After reading the comments about Yaw’s expulsion from the WP, I remembered with sadness what Chen Show Mao said during his maiden parliamentary speech, “In this term of Parliament, I hope the ruling party can be Tang Tai Zong, while we can be Wei Zheng”.
So what would that fearless court official have advised
Emperor Low Thia Khiang and the other members of the WP’s Central Executive Council*? Would he have advised them to do what the WP done? Initially, stonewalling, evading and keeping silent, despite calling the PAP to be open, transparent, and accountable to S’poreans.

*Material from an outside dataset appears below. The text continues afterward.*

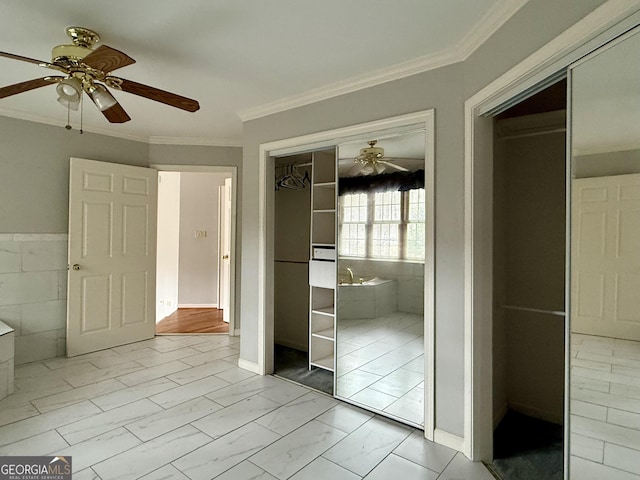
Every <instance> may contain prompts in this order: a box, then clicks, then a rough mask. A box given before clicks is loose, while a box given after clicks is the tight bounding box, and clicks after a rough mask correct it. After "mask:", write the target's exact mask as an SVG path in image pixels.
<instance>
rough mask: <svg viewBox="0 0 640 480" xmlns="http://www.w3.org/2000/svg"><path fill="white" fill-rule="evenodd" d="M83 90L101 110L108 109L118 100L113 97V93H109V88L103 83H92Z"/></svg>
mask: <svg viewBox="0 0 640 480" xmlns="http://www.w3.org/2000/svg"><path fill="white" fill-rule="evenodd" d="M85 91H86V92H87V95H89V97H90V98H91V100H93V103H95V104H96V107H98V109H99V110H100V111H101V112H104V111H105V110H109V109H110V108H111V107H113V106H114V105H115V104H116V103H118V101H117V100H116V99H115V98H114V97H113V95H111V93H109V90H107V89H106V88H105V87H104V85H100V84H93V83H92V84H90V85H89V86H87V87H86V88H85Z"/></svg>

And then expelling Yaw.
As someone who has voted WP all my life (even when it had a mentally ill man as its candidate in Siglap, and believe me, it was hard to vote for him especially as the PAP was doing good things at the time**. It got worse for me when after that election, the WP supporters did not remove the WP signage), I suspect not.
So the PAP can’t be blamed for deciding not to take up Show Mao’s offer. If he knew what was going to happen, would he have used the language he did? Again I suspect not. BTW, I note his absence from the WP’s panel at its media conference announcing the decision to expel Yat.
What would have been the best advice to give the WP CEC, and which it should have accepted?
The WP CEC should have first asked itself if the truth of the allegation against MP Yaw was a matter of public interest.
If the CEC decided that the truth was a matter of public interest***, it should have asked the public to bear with it while it investigated the matter and decided on what to do. It should have promised full and frank disclosure of the facts and its actions within a reasonable time, say eight weeks.
I suspect Wei Zheng would have advised the WP to say,“We recognise the fact that this may be his personal life, so what he does outside politics is something between him and his family. But he’s leading a team of activists who are expected to be examples, good models for our supporters, and other S’poreans. We think it’d be difficult for the team, supporters and other S’poreans to look up to him, if there are moral flaws in his character****. We are investigating the matter. Give us some time. We promise full and frank disclosure.”
But it felt that the allegation, even if true or near the truth, was a private matter (I doubt if Wei Zheng would think it was a private matter), it should have simply said, “This is a personal, private matter and has nothing to do with Yaw’s ability to perform his duties as a CEC member and MP”. Many S’poreans may have disagreed with this stand, but the CEC of the WP would have been seen as taking a clear, principled stand: the issue of adultery is a private matter. While it not the British way, it is the French and American way. And the French and Americans are first-world democracies.
As it is, the CEC’s stonewalling, evasive silence left the WP vulnerable to “events, dear boy, events”. Remember Watergate, or our farcial CurryGate.
WP has lost credibility because it is clear that the WP believes that first-world openness, transparency and accountability applies to the PAP and the government, and for that matter anyone else, but not to the WP: until in the words of WP MP PritamS, “With more individuals coming to the fore, we do not feel that keeping quiet was an option anymore.”
Right, silence is the default option until forced to be open and transparent. Lenin, Stalin, Mao and LKY could not have said it better.
While we should cut the WP some slack for the reasons stated here (even though this was written before Yaw was expelled), we should hope that
Emperor Low and his fellow council members will learn lessons from this fiasco that need not have been. They should learn to think thru the issues, and here a lawyer-scholar like Chen Show Mao should be useful (forget about SMU law grad PriramS or NUS law grad Sylvia Lim: Show Mao is from Harvard, Oxford and Stamford), and not instinctively think, “What would Lenin. Mao or the PAP do?” And use Gerald Giam’s skills and connections in the new media to communicate.
Here’s hoping the WP moves on in the right direction.
*Interesting the use of the word “Council” and not “Committee”. The word “Council” implies that it is an advisory body to the leader of the party, whereas the word “Committee” implies that decision-making is a group effort. But then the PAP uses the word “Committe”, not “Council”. And for many a year, we know that the PAP was not run by consensus.
**I’m not one of those who are rabid anti-PAP haters. I voted for the WP because it was the only party that stood against the PAP in my constituency. I voted for the opposition candidate even when I tot the PAP was doing a great job because I felt that the day would come when S’pore would need an Opposition to articulate the views of ordinary S’poreans. That day has come. And because there is an Opposition to vote for, the PAP is listening.
***My tests for whether it is a matter of public interest in this case are very simple:
— “Would the voters of Houygang have voted for Yaw (and the WP) if they had known of the allegation?”
— “Would the voters of Houygang have voted for Yaw (and the WP) if Yaw and the WP had opted for stonewalling, evasion and silence?”
— “Would the WP dared to have fielded Yaw, if the WP knew of the allegation (not the truth mind you)?”
****Yup I adapted this from PAP MP Lim Biow Chuan’s comments about a former school principal.